Artikel 2.14.4 Hoogte van de subsidie

  • 1.

    De subsidie als bedoeld in artikel 2.14.2 sub a bedraagt maximaal 100% van de subsidiabele kosten met een maximum van € 20.000,- per aanvraag.

  • 2.

    De subsidie als bedoeld in artikel 2.14.2 sub b bedraagt maximaal 100% van de subsidiabele kosten met een maximum van € 150.000,- per aanvraag.

Artikel 2.14.5 Subsidiabele kosten

Uitsluitend kosten van derden zoals bedoeld in artikel 1.1.5 derde lid zijn subsidiabel.

 

Toelichting: Eigen uren van de aanvrager en betrokkenen zijn niet subsidiabel. Dit is het eigen aandeel van de aanvrager.

Artikel 2.14.6 Aanvullende stukken bij de aanvraag tot subsidieverlening

  • 1.

    De aanvrager maakt bij de aanvraag gebruik van het aanvraagformulier Leefbaar Platteland.

  • 2.

    In aanvulling op artikel 1.2.1 tweede lid overlegt de aanvrager bij de aanvraag om

    • a.

      subsidie als bedoeld in artikel 2.14.2 sub a een offerte van de procesondersteuning of van het onderzoek naar de haalbaarheid;

    • b.

      subsidie als bedoeld in artikel 2.14.2 sub b de volgende stukken:

      • i.

        een toekomstplan waar de fysieke investering onderdeel van is, waaruit blijkt dat er sprake is van een initiatief of project dat op samenhangende, toekomstbestendige wijze de leefbaarheid versterkt;

      • ii.

        een businesscase waar uit blijkt dat sprake is van een juridisch en financieel haalbaar project;

      • iii.

        een projectplan waarin de wegingscriteria als bedoeld in scoretabel 1 zijn omschreven.

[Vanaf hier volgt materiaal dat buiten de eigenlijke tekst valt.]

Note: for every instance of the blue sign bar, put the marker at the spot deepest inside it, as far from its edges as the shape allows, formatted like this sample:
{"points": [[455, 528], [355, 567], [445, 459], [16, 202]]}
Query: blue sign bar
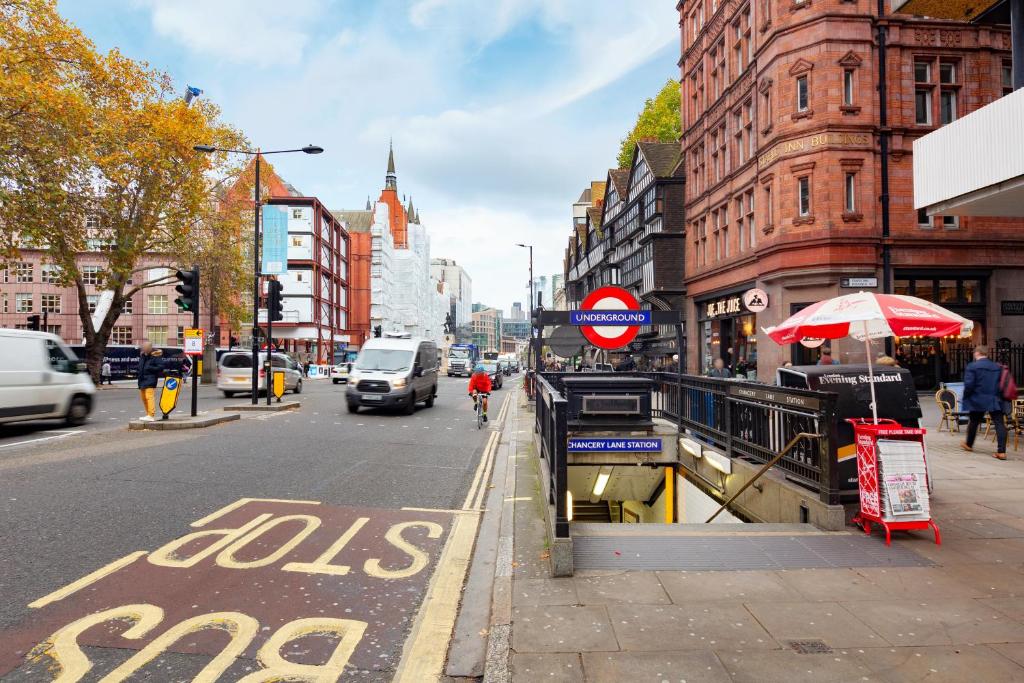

Artikel 2.14.7 Subsidieplafond

Gedeputeerde Staten stellen jaarlijks een subsidieplafond vast.

Artikel 2.14.8 Weigeringsgronden

In aanvulling op artikel 1.1.7 weigeren Gedeputeerde Staten de subsidie indien:

  • a.

    de te verlenen subsidie lager is dan € 10.000,-;

  • b.

    in de betreffende gemeente al vier subsidies zijn verstrekt op basis van deze subsidieparagraaf;

  • c.

    de aanvraag betrekking heeft op zowel de subsidie als bedoeld in artikel 2.14.2 sub a als sub b.

Toelichting: Om een aanvraag voor de subsidie als bedoeld in artikel 2.14.2 sub b in te kunnen dienen moet een toekomstplan of een businesscase overlegd kunnen worden. Daarom is het niet mogelijk om gelijktijdig een aanvraag voor de subsidie als bedoeld in artikel 2.14.2 sub a en sub b in te dienen.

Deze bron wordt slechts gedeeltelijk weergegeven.